Watkins snorted. “I’m a sculptor, and who knows what was on that factory floor to begin with.”

“But you wanted your encounter with Dr. Cross to be recorded. Were you trying to provoke him into shooting with the holograms?”

“I repeat, no holograms,” Watkins said firmly. “And, sure, I wanted to film him. I wanted to see how he’d handle himself, whether he’d revert to the mean of police behavior and go violent. But no one expected to get shot. Least of all me.”

“Do you hate Dr. Cross?”

“I hate the violence he stands for.”

“Enough to frame him?”

“Not enough to take a bullet in the guts and through the spine,” Watkins said. “That’s a fact. No one would wish this on themselves no matter how much they hated someone.”

“No further questions,” Anita said.

When Watkins had wheeled through the gate, Judge Larch said, “Ms. Marley?”

Anita glanced at me. I nodded.

She said, “The defense rests, Your Honor.”

Chapter 84

Any court buff will tell you that a quick verdict favors the prosecution. So after the jury heard closing arguments, received instructions, and were sequestered for deliberations, we treated every minute without word as a minor miracle. Hours passed. Then a day.

I tried not to think about the verdict but found that impossible. My case had dominated local news and was featured on national and cable news coverage. The talking heads babbled about Ali’s holographic demonstration, the presence of ecstasy in my blood the day of the shootings, and whether together they were enough to create reasonable doubt in the jurors’ minds.

A few were confident it would. But more sided with the prosecution, noting as Wills had in his closing argument that for the hologram theory to be true, the three victims had to have knowingly put themselves in harm’s way in order to frame me.
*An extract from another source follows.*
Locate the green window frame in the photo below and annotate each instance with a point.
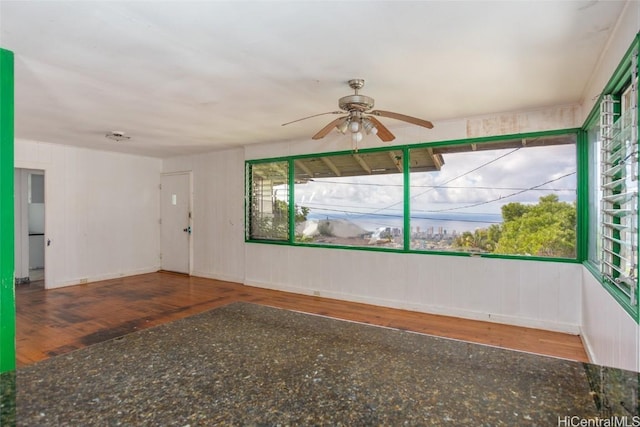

He’d argued that it ran counter to self-preservation, pointed at Claude Watkins in his wheelchair, and asked if anyone could believe he’d risk paralysis to see me in prison. Other commentators continued to hammer the fact that I’d been at the center of nine other officer-involved shootings in the course of my career, and they championed the idea that I should go to jail to set an example for police conduct across the nation.

At noon on Friday, I couldn’t take it anymore. I snuck out of the house and down the alley with my laptop. Sampson picked me up on Pennsylvania Avenue and we went to Quantico. Special Agent Batra met us at the gate, and before long we were in Rawlins’s underground lab.
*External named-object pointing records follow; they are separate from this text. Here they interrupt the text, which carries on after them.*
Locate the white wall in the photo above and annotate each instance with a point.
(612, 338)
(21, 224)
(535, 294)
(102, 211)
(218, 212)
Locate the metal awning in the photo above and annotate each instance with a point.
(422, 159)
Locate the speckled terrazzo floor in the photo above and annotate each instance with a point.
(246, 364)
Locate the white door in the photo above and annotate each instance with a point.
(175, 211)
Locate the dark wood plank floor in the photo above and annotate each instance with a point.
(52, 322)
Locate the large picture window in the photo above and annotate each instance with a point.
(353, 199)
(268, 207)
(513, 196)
“I don’t know if we are bugged or not,” Rawlins said, taking my computer. “Based on the fact we both uploaded the contents of that flash drive from the man posing as Alden Lindel, I’ve been digging in our system, but I haven’t come up with anything definitive yet.”

“This is a smaller universe,” I said.

Rawlins winked. “I see that.”

He’d kept his Mohawk down and black, but he’d added dark eye shadow, which made him look somewhat demonic as he plugged my laptop into a closed network. Rawlins ran a number of tests and still didn’t find anything. He decided to search uploads my computer had made recently over Wi-Fi or Bluetooth.
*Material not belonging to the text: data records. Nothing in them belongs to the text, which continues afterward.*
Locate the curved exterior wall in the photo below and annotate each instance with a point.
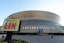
(32, 21)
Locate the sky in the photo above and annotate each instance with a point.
(8, 7)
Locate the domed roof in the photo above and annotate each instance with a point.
(34, 14)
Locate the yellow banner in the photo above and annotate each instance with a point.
(11, 25)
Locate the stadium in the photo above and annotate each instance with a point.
(34, 26)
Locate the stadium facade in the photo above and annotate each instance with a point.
(36, 26)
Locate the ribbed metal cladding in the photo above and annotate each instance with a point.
(35, 15)
(33, 20)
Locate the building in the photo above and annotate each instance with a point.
(34, 25)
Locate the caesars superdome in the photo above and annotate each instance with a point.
(32, 21)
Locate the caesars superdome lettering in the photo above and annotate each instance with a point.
(11, 25)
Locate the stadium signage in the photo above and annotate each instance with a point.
(11, 25)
“There you are, you bugger,” he said, highlighting a file with a nonsense name and extension.

The date stamp said the upload from my laptop had taken place from 4:33 p.m. to 5:29 p.m. the prior Monday.

I thought about that and realized the time frame coincided with my hour with Annie Cassidy. The beginning and the end of the session, when she’d been fooling around with her smartphone.

“That file was probably sent to her phone,” I said. “She must have been downloading it the entire time I was in session with her.”

“What’s in the file?” Batra said.

Rawlins clicked on the file, and it was quickly apparent that it contained a record of everything done on my computer for the previous fourteen days.

“Spying on us, the little roaches,” Rawlins said.

He analyzed the file further and discovered that it had been generated after an order from a piece of “elegant and ingeniously coded” malware Krazy Kat found buried deep inside my operating system and made to look like innocuous support code.

Once he had the malware identified, Rawlins searched for it on the FBI system and was shocked to find a copy sitting dormant on his own server.